Windows node cannot start, stop, restart or reinstall. I will be disqualified :(

vladro · January 19, 2023, 5:07am

2 gb of ram is enough when starting your node and during vetting period- so first 6-12 months. after this time its a good idea to add more ram, don’t forget that during some peak time synology will use more ram for native services- active backup, download station, btrfs optimization.
my suggestion for your case - get bigger ram module (check your synology model- it should support 4 or 8 gb if its based on celeron/atom), be smart and don’t purchase original synology ram but a compatible one (it should cost u 10-15$)

are u using windows core as OS?
still need to check windows event log- this error and behavior is related not to storj but to OS
try stop storj service, delete original storegenode.exe and replace it with new one (for example 1.70) restart the service

Ottetal · January 19, 2023, 8:55pm

(This message was typed 18-01-2023 late at night, my new account cannot post many comments in a day.

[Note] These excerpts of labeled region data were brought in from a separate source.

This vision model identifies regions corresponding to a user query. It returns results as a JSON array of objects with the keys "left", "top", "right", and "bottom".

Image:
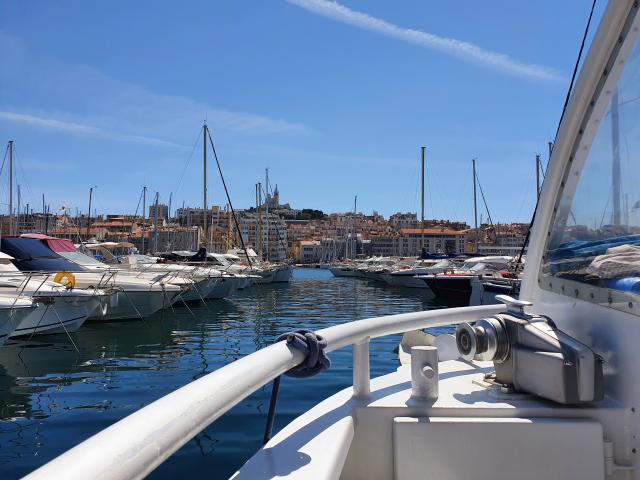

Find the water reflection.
[{"left": 0, "top": 270, "right": 435, "bottom": 478}]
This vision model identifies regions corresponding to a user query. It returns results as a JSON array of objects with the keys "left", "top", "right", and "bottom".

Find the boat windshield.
[
  {"left": 58, "top": 252, "right": 109, "bottom": 269},
  {"left": 540, "top": 15, "right": 640, "bottom": 306}
]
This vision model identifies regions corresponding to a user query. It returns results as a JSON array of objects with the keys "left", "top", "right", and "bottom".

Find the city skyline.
[{"left": 0, "top": 0, "right": 600, "bottom": 224}]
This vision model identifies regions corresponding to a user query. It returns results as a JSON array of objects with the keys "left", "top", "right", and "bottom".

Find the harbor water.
[{"left": 0, "top": 269, "right": 450, "bottom": 479}]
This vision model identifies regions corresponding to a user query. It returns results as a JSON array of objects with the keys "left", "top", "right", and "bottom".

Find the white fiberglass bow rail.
[{"left": 26, "top": 305, "right": 506, "bottom": 480}]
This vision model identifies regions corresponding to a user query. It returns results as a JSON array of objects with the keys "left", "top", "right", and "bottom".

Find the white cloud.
[
  {"left": 285, "top": 0, "right": 564, "bottom": 81},
  {"left": 0, "top": 111, "right": 188, "bottom": 148},
  {"left": 0, "top": 31, "right": 310, "bottom": 148}
]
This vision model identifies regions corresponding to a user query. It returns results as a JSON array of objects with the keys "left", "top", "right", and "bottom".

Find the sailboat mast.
[
  {"left": 142, "top": 186, "right": 147, "bottom": 255},
  {"left": 9, "top": 140, "right": 13, "bottom": 235},
  {"left": 16, "top": 184, "right": 22, "bottom": 235},
  {"left": 420, "top": 147, "right": 424, "bottom": 253},
  {"left": 87, "top": 187, "right": 93, "bottom": 236},
  {"left": 536, "top": 155, "right": 540, "bottom": 198},
  {"left": 153, "top": 192, "right": 160, "bottom": 253},
  {"left": 256, "top": 182, "right": 263, "bottom": 260},
  {"left": 471, "top": 158, "right": 478, "bottom": 231},
  {"left": 351, "top": 195, "right": 358, "bottom": 260},
  {"left": 264, "top": 168, "right": 269, "bottom": 262},
  {"left": 202, "top": 122, "right": 208, "bottom": 248},
  {"left": 611, "top": 89, "right": 621, "bottom": 226}
]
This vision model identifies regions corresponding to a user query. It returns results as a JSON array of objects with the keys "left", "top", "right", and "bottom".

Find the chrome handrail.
[{"left": 25, "top": 305, "right": 505, "bottom": 480}]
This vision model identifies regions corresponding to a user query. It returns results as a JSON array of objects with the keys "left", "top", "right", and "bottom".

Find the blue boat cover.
[{"left": 0, "top": 237, "right": 82, "bottom": 272}]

Will post when I can)

Additional extra info - the StorJnode .exe file uses a tonne (!) of CPU, but no disk or network activity.

As I’ve stated in another comment, this is a 4 Core machine, with 9GB vRAM, running as the sole VM on a VMware VMhost on a Intel i3-5010U with 16GB pRAM

Ottetal · January 19, 2023, 9:01pm

@Alexey

Have you renamed/deleted the log file before start of the storagenode service?

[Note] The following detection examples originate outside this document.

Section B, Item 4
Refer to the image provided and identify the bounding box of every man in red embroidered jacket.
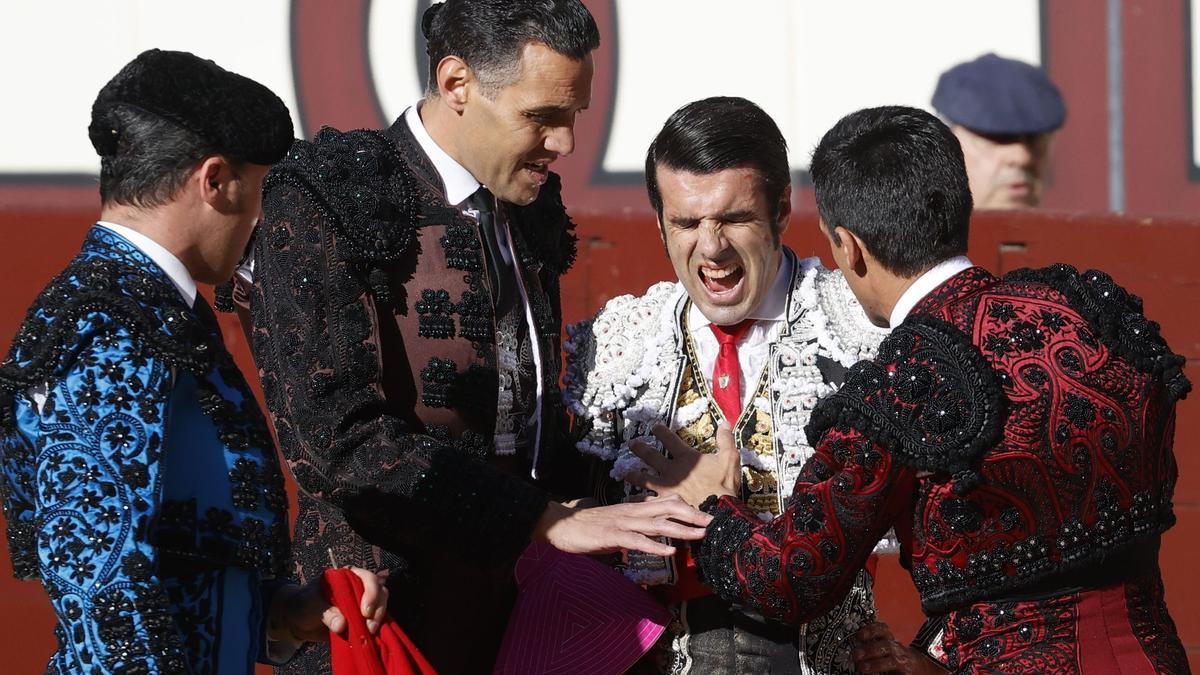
[631,107,1190,673]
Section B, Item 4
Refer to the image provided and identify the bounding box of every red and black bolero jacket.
[696,265,1190,622]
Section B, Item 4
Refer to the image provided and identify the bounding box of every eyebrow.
[667,209,755,227]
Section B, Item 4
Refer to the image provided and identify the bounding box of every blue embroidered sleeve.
[16,322,190,673]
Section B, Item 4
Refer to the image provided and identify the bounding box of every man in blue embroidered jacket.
[0,49,386,673]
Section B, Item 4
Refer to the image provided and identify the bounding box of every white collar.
[688,250,792,330]
[404,101,480,205]
[890,256,974,328]
[96,220,196,306]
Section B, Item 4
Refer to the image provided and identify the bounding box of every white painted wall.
[0,0,1041,173]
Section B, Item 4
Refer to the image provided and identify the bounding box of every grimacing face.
[458,43,593,205]
[952,125,1054,209]
[655,167,792,325]
[817,217,892,328]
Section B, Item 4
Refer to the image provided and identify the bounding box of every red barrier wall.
[0,208,1200,674]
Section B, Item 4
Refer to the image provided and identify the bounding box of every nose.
[1004,136,1037,168]
[696,223,728,261]
[546,126,575,157]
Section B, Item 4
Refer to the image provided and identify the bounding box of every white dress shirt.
[889,256,974,328]
[688,256,792,410]
[96,220,196,306]
[25,220,196,414]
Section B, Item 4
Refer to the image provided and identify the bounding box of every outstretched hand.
[533,497,713,556]
[851,621,947,675]
[624,424,742,506]
[268,567,388,641]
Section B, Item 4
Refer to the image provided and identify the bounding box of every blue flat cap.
[934,54,1067,135]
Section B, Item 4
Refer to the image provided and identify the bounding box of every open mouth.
[523,162,550,185]
[696,263,745,298]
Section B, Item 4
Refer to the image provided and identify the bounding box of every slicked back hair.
[646,96,792,236]
[810,106,971,276]
[421,0,600,97]
[100,106,232,208]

Yes, I’ve deleted the log while the services where disabled.

Could your Synology run a docker?

My unit (rs819) cannot do it natively.

Usually inability to stop the service meaning this host (VM?) have a hardware issues. In this case it could be too slow storage or problems with RAM.

I will investigate storageissues further. While I was unable to comment, I’ve moved the VM to another host with known good RAM dimms

If you checked the filesystem from Windows and it fixed an issue, the service should start
normally and should be able to stop without any issues.

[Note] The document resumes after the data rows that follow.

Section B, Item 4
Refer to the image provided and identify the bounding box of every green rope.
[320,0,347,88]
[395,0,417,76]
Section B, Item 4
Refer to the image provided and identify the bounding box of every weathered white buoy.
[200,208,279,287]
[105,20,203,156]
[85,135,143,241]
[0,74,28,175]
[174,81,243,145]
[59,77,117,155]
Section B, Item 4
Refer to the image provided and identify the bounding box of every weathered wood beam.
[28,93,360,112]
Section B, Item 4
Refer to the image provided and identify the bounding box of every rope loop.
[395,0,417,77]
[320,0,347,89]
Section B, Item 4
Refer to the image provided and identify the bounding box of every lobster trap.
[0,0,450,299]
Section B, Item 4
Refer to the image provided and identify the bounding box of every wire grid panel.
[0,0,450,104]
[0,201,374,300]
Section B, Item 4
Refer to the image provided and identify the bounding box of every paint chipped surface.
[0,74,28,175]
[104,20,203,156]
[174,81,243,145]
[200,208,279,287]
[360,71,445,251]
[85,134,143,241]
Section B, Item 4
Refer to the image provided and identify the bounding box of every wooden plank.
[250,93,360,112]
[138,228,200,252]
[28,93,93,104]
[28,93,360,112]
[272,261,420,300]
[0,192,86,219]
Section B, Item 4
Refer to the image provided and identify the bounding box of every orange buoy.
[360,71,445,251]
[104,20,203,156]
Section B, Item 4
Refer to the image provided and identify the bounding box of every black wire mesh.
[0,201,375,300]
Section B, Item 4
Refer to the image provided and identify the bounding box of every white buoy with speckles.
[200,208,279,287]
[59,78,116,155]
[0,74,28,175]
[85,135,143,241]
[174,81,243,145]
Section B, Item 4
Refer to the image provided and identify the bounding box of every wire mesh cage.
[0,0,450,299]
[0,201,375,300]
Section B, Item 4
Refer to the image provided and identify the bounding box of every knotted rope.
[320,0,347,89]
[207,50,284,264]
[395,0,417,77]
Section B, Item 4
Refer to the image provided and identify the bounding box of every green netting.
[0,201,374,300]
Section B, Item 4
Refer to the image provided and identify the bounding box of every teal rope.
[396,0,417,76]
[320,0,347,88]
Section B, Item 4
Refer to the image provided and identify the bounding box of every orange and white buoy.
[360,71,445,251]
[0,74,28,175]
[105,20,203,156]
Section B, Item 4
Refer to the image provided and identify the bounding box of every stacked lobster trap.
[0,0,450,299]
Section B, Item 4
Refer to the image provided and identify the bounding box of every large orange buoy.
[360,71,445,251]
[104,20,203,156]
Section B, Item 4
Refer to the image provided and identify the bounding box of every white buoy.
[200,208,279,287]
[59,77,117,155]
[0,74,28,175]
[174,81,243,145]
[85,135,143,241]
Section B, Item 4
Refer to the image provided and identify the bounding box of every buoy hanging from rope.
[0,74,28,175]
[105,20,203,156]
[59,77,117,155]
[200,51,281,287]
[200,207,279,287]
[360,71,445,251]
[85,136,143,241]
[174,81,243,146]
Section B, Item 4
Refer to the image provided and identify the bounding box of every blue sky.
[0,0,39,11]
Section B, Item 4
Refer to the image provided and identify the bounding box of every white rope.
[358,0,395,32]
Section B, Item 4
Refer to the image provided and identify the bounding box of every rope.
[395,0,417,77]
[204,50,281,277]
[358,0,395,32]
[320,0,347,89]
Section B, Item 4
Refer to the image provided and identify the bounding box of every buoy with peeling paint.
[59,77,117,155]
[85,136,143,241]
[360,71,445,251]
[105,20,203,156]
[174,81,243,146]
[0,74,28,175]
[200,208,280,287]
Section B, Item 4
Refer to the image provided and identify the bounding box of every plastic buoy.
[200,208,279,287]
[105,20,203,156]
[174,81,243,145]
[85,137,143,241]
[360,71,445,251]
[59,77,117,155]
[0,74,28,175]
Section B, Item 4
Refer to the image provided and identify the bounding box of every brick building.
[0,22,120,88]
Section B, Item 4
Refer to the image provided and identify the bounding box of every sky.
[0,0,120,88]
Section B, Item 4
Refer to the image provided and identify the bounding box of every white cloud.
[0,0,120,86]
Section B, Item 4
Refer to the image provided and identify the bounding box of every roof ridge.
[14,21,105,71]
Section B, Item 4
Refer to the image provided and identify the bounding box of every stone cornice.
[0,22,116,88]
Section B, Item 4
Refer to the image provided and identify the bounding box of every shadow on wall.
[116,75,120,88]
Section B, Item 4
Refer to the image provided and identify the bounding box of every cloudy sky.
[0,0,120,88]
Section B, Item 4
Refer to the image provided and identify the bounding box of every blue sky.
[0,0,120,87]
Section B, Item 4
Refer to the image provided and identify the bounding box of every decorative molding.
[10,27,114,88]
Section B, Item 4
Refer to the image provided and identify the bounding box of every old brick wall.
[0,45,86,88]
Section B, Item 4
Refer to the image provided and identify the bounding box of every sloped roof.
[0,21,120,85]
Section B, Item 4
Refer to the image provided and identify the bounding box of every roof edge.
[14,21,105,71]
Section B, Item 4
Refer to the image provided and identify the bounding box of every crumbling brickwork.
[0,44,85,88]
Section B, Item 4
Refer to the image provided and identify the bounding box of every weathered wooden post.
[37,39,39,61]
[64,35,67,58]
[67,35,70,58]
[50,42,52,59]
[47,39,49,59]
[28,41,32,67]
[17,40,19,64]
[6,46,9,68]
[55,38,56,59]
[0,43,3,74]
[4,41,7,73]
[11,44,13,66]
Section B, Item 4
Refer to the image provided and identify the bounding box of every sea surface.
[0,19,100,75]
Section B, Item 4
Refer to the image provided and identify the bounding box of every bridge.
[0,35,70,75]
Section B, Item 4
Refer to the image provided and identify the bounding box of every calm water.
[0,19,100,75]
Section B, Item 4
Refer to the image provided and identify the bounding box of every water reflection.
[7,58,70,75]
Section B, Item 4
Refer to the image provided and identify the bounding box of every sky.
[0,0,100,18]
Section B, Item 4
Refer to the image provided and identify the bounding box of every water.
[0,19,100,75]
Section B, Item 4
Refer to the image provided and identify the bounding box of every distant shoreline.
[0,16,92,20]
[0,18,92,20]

I will look into this, thanks

@vladro

2 gb of ram is enough when starting your node and during vetting period- so first 6-12 months. after this time its a good idea to add more ram, don’t forget that during some peak time synology will use more ram for native services- active backup, download station, btrfs optimization.

Will StorJ use the VMs RAM as cache, or the ISCSI target? Either way, the Synology is not at RAM capacity yet, and the VM has tonnes of RAM available.

my suggestion for your case - get bigger ram module (check your synology model- it should support 4 or 8 gb if its based on celeron/atom), be smart and don’t purchase original synology ram but a compatible one (it should cost u 10-15$)

Would love to - but I am on a ARM based synology. I plan on using local storage in the future, and not networked storage.

are u using windows core as OS?

still need to check windows event log- this error and behavior is related not to storj but to OS

try stop storj service, delete original storegenode.exe and replace it with new one (for example 1.70) restart the service

No, regular old Win10. I will check up on the event log again - thanks. Good idea with the newer version - I can grab it from one of my other nodes. Will report back when I have additional findings

Ottetal · January 19, 2023, 9:13pm

Update: While my initial checks of the integrity of the ISCSI drive was A-OK, I never verified anything. I can browse the drive just fine, but I cannot create any files. That is bad. I am running an chkdsk, and will report back when that is finished.

Ottetal · January 20, 2023, 8:21am

Whelp,this might take some time. I hope it will finish in time.

@vladro - you were right on disk issues. Will mark your response as solution when/if this check finishes

Ottetal · January 22, 2023, 9:47am

Update: It has been ~40 hours since I’ve started the update process. It is around 50% finished, and I hope it will finish in time.

Notes: Synology SHR1 with 4x8TB Ironwolf Pros on a Realtek RTD1296 can perform around 250 IOPS with nothing else going on, equating to 15-20MB/s scrubbing of the array.

With a 7TB ISCSI volume dedicated to the VM, I should be at a theoretical ~100 hours for the scrub. Windows reports around 130 for total time. I will update this comment when I have the result.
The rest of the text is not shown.